The performance of deep learning models was measured with various metrics including sensitivity, specificity, area under the curve (AUC), precision, recall, F1 score, Dice coefficient, Jaccard coefficient, and correlation. Those metrics were described quantitatively.
Data were reported as count or percentages. The pooled values of some of the reported diagnostic accuracy after the application of deep learning models, which were part of the meta-analysis, were visualised by forest plots.
A confusion matrix was produced for each of the included studies in meta-analysis given that most studies did not report the true negative (TN), true positive (TP), false negative (FN), and false positive (FP) values. This was calculated by taking sample size (S) to calculate FN from sensitivity, and FP from specificity. The TN and TP were then calculated from total sample size S.
Meta-analysis was performed on studies, which reported the same outputs with the corresponding sensitivity and specificity. Since pooling sensitivities or specificities can be misleading, the diagnostic odds ratio (DOR) approach is taken to calculate the pooled diagnostic performance. The fixed effect case of Mantel-Haenszel (MH) method is used.
The most popular imaging modality in deep learning application was CCTA (58%), as shown in Figure 2. However, invasive coronary angiography has gained more interest in recent years, along with invasive coronary intra-vascular imaging [optical coherence tomography (OCT) and intravascular ultrasound (IVUS)], which have been a focus for deep learning applications in recent years. Both OCT and IVUS are performed during invasive coronary angiography to add more detailed imaging analysis of atherosclerotic lesions seen on Cine X-ray images.
The most commonly used deep learning technique was convolutional neural network (CNN) as shown in Figure 3, with more than half of the studies (52%) have used this approach as a single model or combined with other models.
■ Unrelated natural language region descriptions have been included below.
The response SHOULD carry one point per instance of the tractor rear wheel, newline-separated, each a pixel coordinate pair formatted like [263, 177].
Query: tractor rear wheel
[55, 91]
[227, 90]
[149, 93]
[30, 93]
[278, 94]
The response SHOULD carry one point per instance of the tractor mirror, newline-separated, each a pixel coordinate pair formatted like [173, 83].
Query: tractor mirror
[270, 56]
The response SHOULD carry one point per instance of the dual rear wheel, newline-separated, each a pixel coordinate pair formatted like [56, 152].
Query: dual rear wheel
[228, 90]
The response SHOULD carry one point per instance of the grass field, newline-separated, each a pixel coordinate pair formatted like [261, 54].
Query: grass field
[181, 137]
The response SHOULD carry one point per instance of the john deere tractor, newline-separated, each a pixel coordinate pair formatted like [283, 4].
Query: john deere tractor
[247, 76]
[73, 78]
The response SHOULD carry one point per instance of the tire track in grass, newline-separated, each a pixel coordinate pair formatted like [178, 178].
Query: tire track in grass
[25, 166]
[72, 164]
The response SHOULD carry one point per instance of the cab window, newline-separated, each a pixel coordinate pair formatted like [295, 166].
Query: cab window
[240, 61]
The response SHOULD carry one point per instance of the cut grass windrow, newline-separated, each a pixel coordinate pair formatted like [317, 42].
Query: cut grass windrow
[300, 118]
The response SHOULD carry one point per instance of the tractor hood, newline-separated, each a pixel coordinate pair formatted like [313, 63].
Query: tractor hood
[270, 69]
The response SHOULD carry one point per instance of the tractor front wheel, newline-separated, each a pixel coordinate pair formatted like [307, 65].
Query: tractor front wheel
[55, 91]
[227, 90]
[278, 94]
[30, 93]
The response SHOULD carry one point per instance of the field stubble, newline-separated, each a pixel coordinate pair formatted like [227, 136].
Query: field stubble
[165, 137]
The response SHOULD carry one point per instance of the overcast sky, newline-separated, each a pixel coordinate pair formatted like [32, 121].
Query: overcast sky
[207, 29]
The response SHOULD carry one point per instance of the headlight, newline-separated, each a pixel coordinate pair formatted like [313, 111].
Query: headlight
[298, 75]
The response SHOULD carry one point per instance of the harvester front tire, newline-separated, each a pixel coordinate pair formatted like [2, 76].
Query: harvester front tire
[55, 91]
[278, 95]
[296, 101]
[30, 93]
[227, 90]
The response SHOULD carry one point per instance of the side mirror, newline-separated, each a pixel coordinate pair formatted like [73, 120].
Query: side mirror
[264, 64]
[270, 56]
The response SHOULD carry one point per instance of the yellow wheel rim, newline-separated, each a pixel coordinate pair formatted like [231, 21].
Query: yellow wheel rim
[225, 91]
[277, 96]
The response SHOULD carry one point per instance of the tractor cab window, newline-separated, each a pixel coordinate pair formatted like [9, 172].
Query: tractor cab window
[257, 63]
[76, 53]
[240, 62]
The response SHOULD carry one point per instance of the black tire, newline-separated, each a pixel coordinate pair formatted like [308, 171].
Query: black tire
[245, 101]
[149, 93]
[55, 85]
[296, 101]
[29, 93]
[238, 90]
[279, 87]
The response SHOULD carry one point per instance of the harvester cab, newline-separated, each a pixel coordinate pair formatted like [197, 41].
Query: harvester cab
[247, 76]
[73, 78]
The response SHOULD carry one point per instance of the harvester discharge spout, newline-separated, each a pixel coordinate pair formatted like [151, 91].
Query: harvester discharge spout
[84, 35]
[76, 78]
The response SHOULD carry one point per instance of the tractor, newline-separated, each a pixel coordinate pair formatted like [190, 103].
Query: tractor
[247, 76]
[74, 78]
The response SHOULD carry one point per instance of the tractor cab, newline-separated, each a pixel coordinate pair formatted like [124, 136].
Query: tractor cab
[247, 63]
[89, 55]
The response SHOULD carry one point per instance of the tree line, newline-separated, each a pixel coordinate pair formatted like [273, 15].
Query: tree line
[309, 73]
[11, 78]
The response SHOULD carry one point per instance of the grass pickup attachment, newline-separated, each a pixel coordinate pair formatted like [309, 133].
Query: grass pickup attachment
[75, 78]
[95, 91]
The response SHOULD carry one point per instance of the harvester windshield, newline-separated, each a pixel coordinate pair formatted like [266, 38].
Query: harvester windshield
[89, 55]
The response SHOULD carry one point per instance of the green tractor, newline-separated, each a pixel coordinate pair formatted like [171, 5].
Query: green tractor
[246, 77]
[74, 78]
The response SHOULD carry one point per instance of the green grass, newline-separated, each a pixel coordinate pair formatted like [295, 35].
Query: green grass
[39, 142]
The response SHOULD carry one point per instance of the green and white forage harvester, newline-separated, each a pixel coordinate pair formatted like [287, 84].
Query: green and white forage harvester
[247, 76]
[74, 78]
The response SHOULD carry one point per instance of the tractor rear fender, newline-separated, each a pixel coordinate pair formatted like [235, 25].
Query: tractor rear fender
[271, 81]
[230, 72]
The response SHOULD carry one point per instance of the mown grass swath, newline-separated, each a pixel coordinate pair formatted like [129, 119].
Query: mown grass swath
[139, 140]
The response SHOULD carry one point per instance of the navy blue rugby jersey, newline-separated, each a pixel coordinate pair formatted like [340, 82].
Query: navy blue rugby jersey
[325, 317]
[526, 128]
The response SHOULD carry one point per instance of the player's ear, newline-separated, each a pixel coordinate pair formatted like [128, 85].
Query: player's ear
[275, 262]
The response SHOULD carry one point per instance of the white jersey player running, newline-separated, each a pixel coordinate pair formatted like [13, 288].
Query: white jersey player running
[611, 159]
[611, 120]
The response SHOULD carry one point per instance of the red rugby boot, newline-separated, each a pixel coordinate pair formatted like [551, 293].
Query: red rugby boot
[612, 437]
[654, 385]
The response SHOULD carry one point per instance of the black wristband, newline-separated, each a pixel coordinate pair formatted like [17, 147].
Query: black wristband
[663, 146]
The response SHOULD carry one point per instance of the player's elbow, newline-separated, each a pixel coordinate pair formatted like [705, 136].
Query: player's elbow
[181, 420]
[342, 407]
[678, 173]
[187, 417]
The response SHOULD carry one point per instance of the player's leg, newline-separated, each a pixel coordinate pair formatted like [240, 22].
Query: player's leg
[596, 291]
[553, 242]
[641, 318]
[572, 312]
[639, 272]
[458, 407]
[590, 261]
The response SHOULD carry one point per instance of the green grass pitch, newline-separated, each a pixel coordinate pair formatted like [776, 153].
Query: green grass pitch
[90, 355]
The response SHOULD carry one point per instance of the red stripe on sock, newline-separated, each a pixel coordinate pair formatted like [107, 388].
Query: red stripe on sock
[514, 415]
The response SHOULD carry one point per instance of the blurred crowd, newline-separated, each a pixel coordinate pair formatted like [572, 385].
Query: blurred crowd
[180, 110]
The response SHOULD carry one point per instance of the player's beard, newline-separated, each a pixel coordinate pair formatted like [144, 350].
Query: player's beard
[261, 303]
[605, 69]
The use of multi-layer perceptron (MLP) was scarce with only 4 studies reported their results using MLP approach. There was a variety of models used with only a few studies in each category, including generative adversarial network (GAN), recurrent neural network (RNN), random forest (RF), gradient boost, support vector machine (SVM), to name a few.
Several CCTA studies have focused on detection or quantification of coronary calcium given its prognostic importance in clinical outcomes. There have been successful applications of deep learning models using mainly CNNs to detect coronary artery calcification (CAC). Studies with large sample sizes have been conducted and reported good or excellent model performance in detecting CAC. Huo et al. (43) used 2,332 of scan-rescan pairs as input to their CNN architecture called AID-Net, which is composed of 3D ResNet and 3D DenseNet layers. They reported high model performance with AUC as high as 0.93 in detecting CAC. van Velzen et al. (63) used a large sample of CCTA data from 7,240 participants, and with a CNN they quantified CAC and achieved a high model performance with 97% inter-class correlation with expert reader and 96% accuracy. All other studies had smaller sample sizes and reported similar level of performance for CAC detection and quantification using CNNs.
Fischer et al. (62) used RNN for CAC quantification, and their model achieved good performance with sensitivity of 92% and specificity of 89%. All these reports confirm that deep learning algorithms are capable of performing CAC detection or rule out, and quantification in a highly reliable way and with less time than an expert human reader.
All of the four main imaging modalities (CCTA, OCT, IVUS, invasive coronary angiography) were used for deep learning applications to assess coronary stenosis in various ways: coronary plaque classification and segmentation, coronary stenosis classification and segmentation, culprit lesions predictors, vulnerable plaque precursors, thrombus, dissection and clinical outcome prediction.